Then the boy confessed. “But Doctor Winslow does not even know that I came. He was to be gone for a few days and so I—I——”
The old sea captain grunted. “He’ll know soon enough. When little Sol comes, give him a message for his ma to wire back to the big city. Tell Doctor Lem that yo’re goin’ to try Rilla’s nursin’ for a while.”
If there was a twinkle in the grey eyes of the old man, there was also a heaviness in his heart.
CHAPTER XVII.
THE BLUE JEWELS.
Gene Beavers received a night-letter from Doctor Winslow on the following day, and it contained its full quota of words. The sentiment of it was:
“You scamp, you ought to be well chastised for running away, but, after all, Nurse Rilla may be able to do more for you than your old Uncle Lem, so stay as long as Ezra Bassett will keep you. Learn to tend the light so that you may be of use if the need arises.”
“May I?” Gene asked, looking up eagerly from the letter into the face of the old man, who sat near the stove, cap pulled well down over his eyes, smoking hard on his corncob pipe.
There was a struggle going on in the heart of Captain Ezra. Here was one of those city chaps who for years he had hated on general principles settling down in his home, it would seem, to be a boarder for an indefinite length of time. Then another thought presented itself as the captain noticed how frail the lad really was, and he questioned his own heart: “What if ’twas yo’re boy needin’ some-un to help him get strong, Ezra Bassett? How would yo’ want him to be treated? Turned out and let to drift on the rocks, maybe? I snum—No!”

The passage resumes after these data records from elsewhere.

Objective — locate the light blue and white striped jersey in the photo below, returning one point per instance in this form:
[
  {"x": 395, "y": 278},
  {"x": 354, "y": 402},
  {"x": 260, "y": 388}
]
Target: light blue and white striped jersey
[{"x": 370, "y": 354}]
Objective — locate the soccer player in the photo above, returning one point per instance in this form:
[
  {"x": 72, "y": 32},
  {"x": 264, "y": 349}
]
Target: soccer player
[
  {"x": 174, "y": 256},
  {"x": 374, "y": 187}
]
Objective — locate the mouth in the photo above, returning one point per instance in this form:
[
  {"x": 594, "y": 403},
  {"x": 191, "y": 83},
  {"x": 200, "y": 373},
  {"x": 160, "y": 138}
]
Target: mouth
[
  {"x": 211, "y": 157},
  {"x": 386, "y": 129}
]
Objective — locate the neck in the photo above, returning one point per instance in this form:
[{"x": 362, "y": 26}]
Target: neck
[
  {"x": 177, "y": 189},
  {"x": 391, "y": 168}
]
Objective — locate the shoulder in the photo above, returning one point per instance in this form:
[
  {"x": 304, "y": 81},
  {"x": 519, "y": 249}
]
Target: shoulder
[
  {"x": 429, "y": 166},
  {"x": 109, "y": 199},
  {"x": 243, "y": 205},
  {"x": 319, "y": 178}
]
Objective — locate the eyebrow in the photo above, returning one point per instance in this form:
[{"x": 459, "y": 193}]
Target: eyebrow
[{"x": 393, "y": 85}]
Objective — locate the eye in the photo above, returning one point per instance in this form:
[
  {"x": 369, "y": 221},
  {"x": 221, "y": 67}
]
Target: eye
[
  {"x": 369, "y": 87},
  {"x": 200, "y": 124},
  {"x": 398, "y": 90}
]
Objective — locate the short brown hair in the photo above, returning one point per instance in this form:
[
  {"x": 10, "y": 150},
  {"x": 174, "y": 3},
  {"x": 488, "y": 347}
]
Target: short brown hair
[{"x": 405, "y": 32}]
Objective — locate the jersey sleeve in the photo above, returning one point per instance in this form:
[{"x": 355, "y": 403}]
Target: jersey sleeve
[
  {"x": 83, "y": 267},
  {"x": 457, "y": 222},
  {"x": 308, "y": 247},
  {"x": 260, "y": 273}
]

The old man rose and vigorously shook the ashes down from the stove before he replied: “Sure, yo’ can be larnin’ all thar is to know about the light, I reckon, if ’twould interest yo’, son, but Lem knows I’m jealous of that big lamp. I won’t even let Rilly gal polish up the lens.”

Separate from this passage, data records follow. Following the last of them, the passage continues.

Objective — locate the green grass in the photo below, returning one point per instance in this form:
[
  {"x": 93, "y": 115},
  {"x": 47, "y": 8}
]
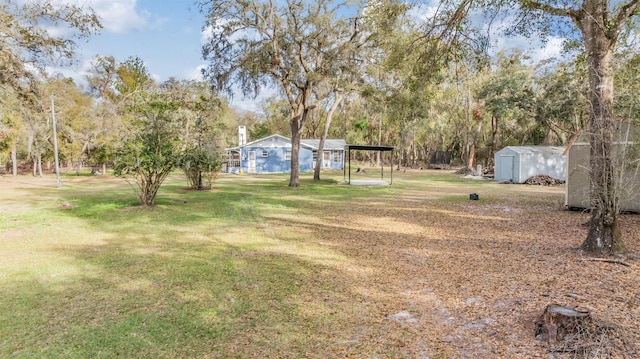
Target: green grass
[{"x": 231, "y": 272}]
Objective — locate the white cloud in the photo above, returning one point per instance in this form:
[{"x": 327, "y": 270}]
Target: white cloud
[
  {"x": 195, "y": 73},
  {"x": 120, "y": 15}
]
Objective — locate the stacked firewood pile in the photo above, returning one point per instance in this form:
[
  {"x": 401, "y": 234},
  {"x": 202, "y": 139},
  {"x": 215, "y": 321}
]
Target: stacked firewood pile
[{"x": 543, "y": 180}]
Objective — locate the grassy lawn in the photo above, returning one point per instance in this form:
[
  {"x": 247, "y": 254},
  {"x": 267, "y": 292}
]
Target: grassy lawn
[{"x": 253, "y": 268}]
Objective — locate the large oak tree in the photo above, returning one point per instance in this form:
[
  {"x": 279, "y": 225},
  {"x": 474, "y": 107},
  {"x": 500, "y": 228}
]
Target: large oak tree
[{"x": 293, "y": 45}]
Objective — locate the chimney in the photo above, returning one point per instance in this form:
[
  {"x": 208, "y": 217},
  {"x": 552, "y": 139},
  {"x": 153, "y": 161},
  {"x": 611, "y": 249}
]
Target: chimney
[{"x": 242, "y": 135}]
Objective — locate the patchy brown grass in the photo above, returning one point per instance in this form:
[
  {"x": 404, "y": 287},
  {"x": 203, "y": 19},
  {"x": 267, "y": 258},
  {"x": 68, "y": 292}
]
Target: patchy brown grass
[{"x": 431, "y": 274}]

The girl, her face flushed from the heat of the stove, where she stood frying fish and potatoes in a big black skillet, laughed over her shoulder as she said: “I reckon Grand-dad loves the lamp better’n he does me, I reckon he does!” Then it was that the expression of infinite tenderness which Gene had noticed before appeared in the eyes of the old man as he replied earnestly: “Thar’s nothin’ this world holds that I love better’n you, fust mate”; then he added, in another tone, “An’, you rascal, you know it.”